Ein Oktoberbrauch in Wershofen
Michael Holzem
Alljährlich im Oktober ist in Wershofen ein Brauch zu beobachten, der zumindest in der näheren Umgebung sonst ganz unbekannt ist. Die Kinder des Ortes stellen in diesem Monat beleuchtete, ausgehöhlte Rüben auf die Fensterbänke der Bewohner. Dafür erhalten sie von den Bürgern zum Dank kleine Geschenke.
Die Vorbereitungen hierfür beginnen schon Ende September und Anfang Oktober, wenn die Rüben erntereif sind. Sobald die Tage kürzer werden, zieht es die Wershofener Kinder zu den Bauern und auf die Felder, wo sie sich mit großen Rüben für ihr Vorhaben eindecken. Erst muß die schwere Feldfrucht bei der Bearbeitung die Blätter lassen und einen Teil der oberen Rundung. Mit dem Taschenmesser höhlen die jungen Wershofener dann die Knollen aus, was gar nicht so einfach ist.
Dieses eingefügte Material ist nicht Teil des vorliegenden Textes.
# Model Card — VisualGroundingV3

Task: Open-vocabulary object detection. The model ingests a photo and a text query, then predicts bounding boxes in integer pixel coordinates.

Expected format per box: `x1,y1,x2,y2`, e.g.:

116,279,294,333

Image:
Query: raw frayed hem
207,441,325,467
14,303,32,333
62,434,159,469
Anschließend verschönern sie das Gewächs mit einem eingeschnittenen Gesicht oder einem Motiv ihrer Wahl.
Bei Anbruch der Dunkelheit kann es schließlich an dem hierfür bestimmten Abend losgehen. In kleinen Gruppen ziehen die stolzen Produzenten der mit Kerzen gespenstisch erhellten „Knor-reköpp“ durch die Straßen und verehren den Einwohnern ihre Kunstwerke. Sie stellen die Knollen dabei auf Fensterbänke und vor Haustüren ab. Der Ort wird dadurch geradezu magisch beleuchtet.
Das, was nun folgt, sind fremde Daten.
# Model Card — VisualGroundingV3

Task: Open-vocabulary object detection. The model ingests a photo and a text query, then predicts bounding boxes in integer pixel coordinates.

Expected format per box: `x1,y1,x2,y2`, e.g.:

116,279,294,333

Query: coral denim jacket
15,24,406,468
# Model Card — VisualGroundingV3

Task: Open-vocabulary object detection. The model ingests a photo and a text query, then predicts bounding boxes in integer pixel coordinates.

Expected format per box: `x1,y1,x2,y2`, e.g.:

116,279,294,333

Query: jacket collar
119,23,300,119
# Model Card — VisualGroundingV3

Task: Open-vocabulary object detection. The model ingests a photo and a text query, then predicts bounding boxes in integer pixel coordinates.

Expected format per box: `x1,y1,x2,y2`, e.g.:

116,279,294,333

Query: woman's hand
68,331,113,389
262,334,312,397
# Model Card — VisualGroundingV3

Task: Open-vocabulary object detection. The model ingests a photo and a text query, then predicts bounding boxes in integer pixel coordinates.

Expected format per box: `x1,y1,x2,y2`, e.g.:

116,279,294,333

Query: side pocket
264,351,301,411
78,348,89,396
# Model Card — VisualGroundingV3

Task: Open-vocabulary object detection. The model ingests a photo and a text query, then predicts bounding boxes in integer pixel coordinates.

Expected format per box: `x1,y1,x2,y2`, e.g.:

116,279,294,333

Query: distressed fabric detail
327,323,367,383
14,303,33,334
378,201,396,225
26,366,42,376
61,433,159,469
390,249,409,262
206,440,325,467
Für diesen „Dienst“, den jede Gruppe bei vielen Häusern gleich zwei- oder gar dreifach leistet, belohnen die Hausbewohner die Kinder mit Geld oder Süßigkeiten.
Von älteren Wershofener Bürgern wird berichtet, daß dieser Brauch schon Anfang dieses Jahrhunderts bestand. Allerdings hat sich der Charakter der Veranstaltung inzwischen vollkommen gewandelt. Während der Umzug durch den Ort heute nicht ohne die Gaben der mit „Knorreköpp“ Beglückten auskommt (Heischebrauch), hatten die Kinder damit früher anderes im Sinn. Sie lauerten nämlich in den damals schlecht beleuchteten Straßen ahnungslosen Passanten auf, um ihnen durch ihr plötzliches Erscheinen und den vorgehaltenen „Knorreköpp“ einen tüchtigen Schreck einzujagen. Nicht anders erging es jenen, die abends einen Blick aus dem Fenster warfen. Unvermutet grinste ihnen die Fratze einer dämonisch flackernden Knollenfackel entgegen. Heute sind wir dagegen eher erfreut über die leuchtenden „Knorreköpp“.
Wershofener Kinder mit „Knorreköpp“.